Well next week I go to the doctor I can ask him what I should do...I'm sure he will say nothing at all. I just can not wait to hold this baby in my arms and kiss it's little lips!!! I know then it will have all been worth it.
I have to go back to work tomorrow...Boy am I dreading it...Just work in general...not so much the place I work. Oh well maybe I will feel better if I get my mind of me and focus on helping other people.


Tuesday, July 7, 2009

9 weeks


Wow what a crazy 9 weeks....I had no idea pregnancy felt so weird...I mean I have a nauseousness that I can not shake all day and all night. Don't get me wrong being pregnant is what I want I just had no idea it would be so consuming. I find myself just trying to get through one day at a time....snack by snack....until the end of the day when I am in tears because I feel so sick and just can't stand the thought of eating something else. I heard that your body craves what you need...this can't be true because I have been craving BIG MACs, Hot Dogs and Chinese food.....none of which I am used to eating prior to this whole pregnancy thing.
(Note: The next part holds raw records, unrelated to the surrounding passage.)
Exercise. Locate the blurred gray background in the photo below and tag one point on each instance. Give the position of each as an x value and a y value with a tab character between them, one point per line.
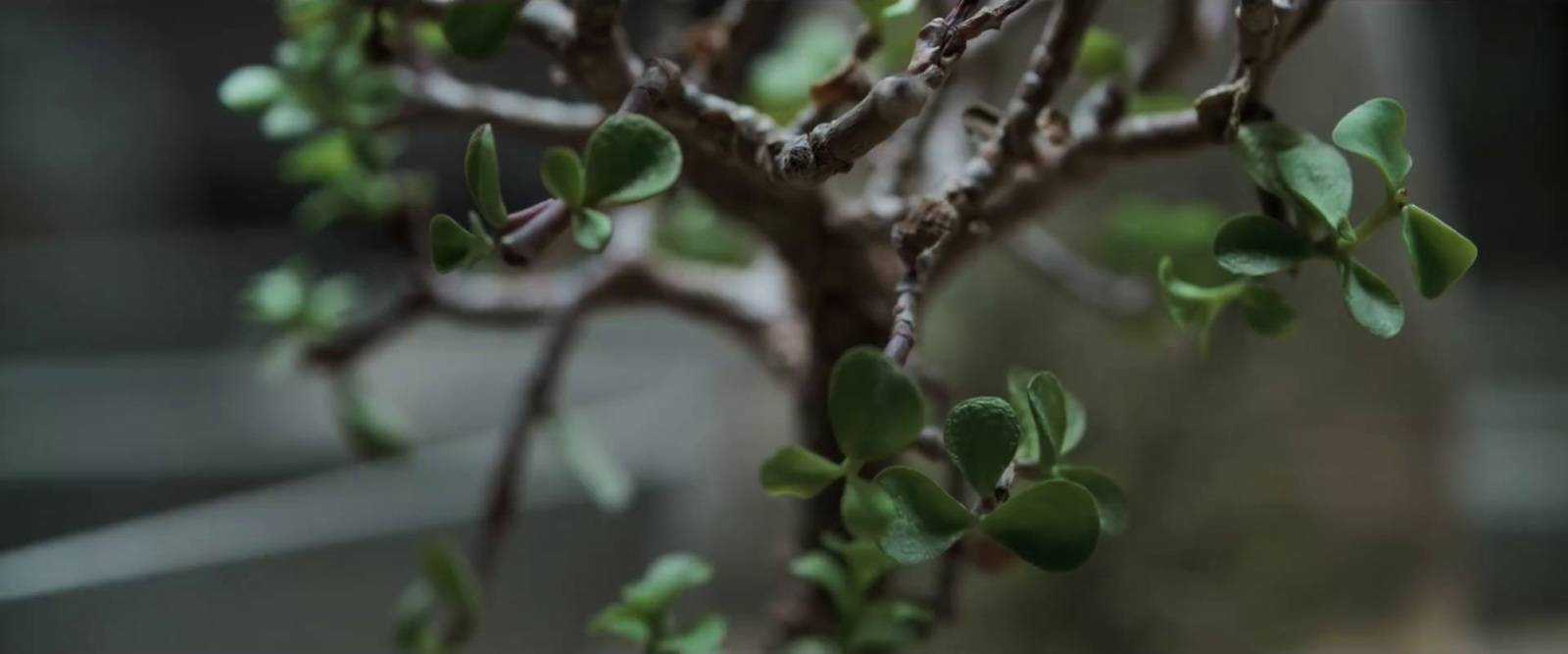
1322	493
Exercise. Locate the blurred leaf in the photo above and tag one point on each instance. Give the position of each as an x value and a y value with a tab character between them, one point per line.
477	28
1267	311
287	120
982	436
564	176
1293	164
1439	254
705	637
1107	496
1259	245
867	509
601	474
454	580
666	578
825	572
874	407
799	473
321	159
1371	300
1053	525
592	229
483	175
251	88
1102	55
1377	132
629	160
927	521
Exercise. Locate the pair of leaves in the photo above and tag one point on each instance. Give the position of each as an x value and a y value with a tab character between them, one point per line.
643	609
629	159
446	588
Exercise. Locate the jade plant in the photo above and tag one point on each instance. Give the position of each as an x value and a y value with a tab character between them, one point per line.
822	275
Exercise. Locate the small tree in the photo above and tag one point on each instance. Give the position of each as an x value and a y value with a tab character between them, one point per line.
353	73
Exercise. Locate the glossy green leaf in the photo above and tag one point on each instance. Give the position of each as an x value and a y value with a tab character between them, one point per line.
1439	254
1018	397
1377	132
670	576
1054	526
251	88
1259	245
705	637
603	476
1267	311
564	176
629	159
825	572
927	520
321	159
287	120
874	407
452	579
864	559
1107	496
1293	164
483	176
888	625
621	622
1371	300
799	473
982	436
867	509
1102	55
452	246
278	295
1048	402
592	229
477	28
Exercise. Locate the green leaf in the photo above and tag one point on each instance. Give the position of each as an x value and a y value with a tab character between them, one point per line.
1107	496
1266	311
477	28
1371	300
1377	132
601	474
799	473
287	120
1293	164
867	509
1102	55
670	576
452	579
1054	526
623	623
927	520
321	159
1018	397
705	637
452	246
629	160
825	572
872	405
1048	402
483	175
1439	254
592	229
251	88
564	176
982	436
278	295
1259	245
862	557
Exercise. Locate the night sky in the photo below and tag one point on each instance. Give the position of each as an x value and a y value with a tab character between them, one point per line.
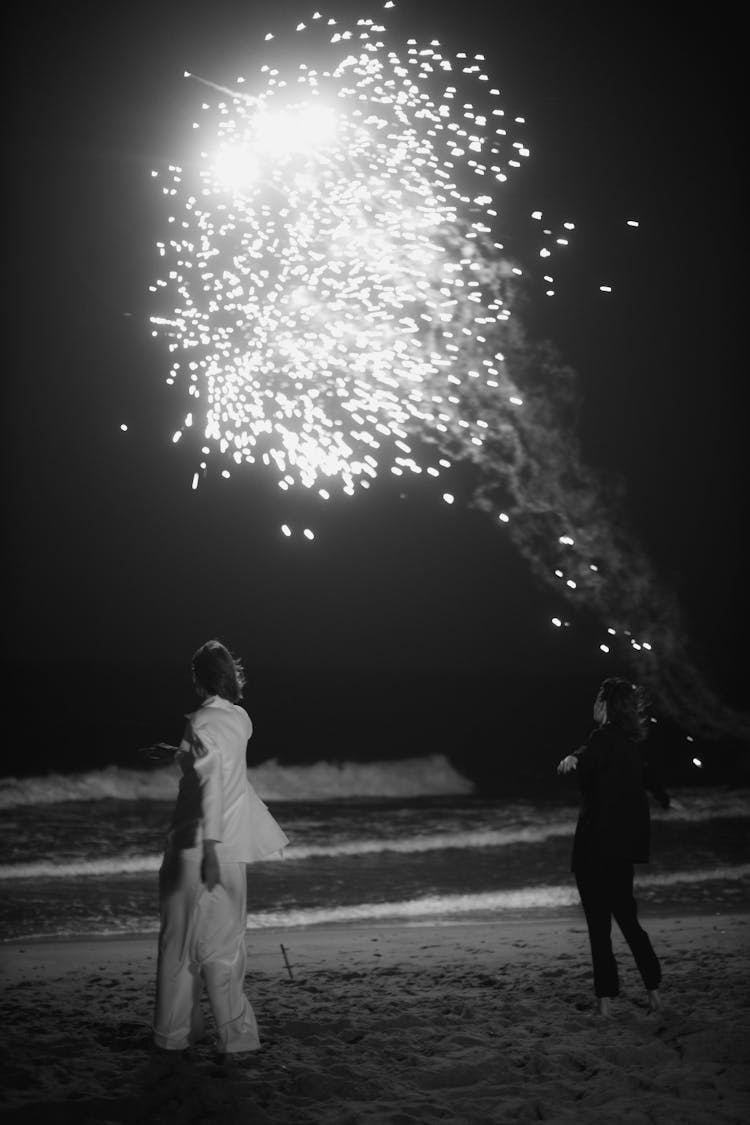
406	627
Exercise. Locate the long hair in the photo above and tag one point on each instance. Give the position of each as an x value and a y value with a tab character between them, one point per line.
622	703
217	672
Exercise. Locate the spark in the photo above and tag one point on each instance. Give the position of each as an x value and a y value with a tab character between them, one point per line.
330	268
337	305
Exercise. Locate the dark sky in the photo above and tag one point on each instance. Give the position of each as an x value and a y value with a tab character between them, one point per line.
114	559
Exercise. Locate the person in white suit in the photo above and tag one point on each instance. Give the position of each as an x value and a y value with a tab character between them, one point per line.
219	825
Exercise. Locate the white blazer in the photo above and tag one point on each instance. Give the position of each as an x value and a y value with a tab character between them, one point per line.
216	800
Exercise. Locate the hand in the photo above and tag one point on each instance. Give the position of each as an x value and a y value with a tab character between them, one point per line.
210	872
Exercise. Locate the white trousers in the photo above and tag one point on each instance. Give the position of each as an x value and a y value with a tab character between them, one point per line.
202	941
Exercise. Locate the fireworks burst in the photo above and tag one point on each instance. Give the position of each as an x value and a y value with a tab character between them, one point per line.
333	258
337	306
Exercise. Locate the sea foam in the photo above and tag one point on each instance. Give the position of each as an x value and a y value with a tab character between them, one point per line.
405	777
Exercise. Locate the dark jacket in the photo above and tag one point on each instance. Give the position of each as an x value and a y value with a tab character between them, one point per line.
614	819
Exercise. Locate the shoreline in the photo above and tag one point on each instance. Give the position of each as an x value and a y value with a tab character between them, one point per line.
464	1023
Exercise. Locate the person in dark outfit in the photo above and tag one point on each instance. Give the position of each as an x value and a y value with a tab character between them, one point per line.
613	833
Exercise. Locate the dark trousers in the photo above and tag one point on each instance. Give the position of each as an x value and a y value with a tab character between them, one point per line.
606	892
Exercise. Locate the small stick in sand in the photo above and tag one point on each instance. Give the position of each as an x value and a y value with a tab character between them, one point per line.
286	961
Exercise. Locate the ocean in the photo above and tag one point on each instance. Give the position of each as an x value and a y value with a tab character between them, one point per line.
408	839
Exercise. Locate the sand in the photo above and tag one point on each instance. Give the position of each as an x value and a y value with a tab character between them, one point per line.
473	1024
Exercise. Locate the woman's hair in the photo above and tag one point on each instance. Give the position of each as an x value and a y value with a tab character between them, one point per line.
217	672
622	703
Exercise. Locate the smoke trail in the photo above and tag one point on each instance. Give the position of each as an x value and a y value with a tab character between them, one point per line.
337	307
568	520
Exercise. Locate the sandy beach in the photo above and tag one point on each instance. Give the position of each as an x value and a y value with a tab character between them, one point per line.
473	1024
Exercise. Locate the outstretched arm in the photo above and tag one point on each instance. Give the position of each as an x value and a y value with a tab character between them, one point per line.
570	762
To give in or not? I know it is not good for the baby but I can't help it that is what I want...I usually love my fruit and veggies I just can barely seem to choke them down now.....same with the prenatal vitamins I have been on for 2 years now I gag...It is just so weird. My husband has been super proactive at looking at baby furniture and tons of baby stuff...Which I thought I would be too but I can hardly stay up long enough or feel good long enough to get into it. I'm starting to feel guilty!! Is this natural? Being Pregnant is what I have longed for for years and I am there. I just hope I can start to enjoy it more in the next few weeks.
We are going to Florida for 2 weeks so that might be just what the doctor ordered to start feeling better. I sure hope so.

I'm still swollen in my belly from the hyper stimulation so I am bigger than a normal 9 weeker...I get to stop my shots on July 14 I know that should make me feel better!!!!!!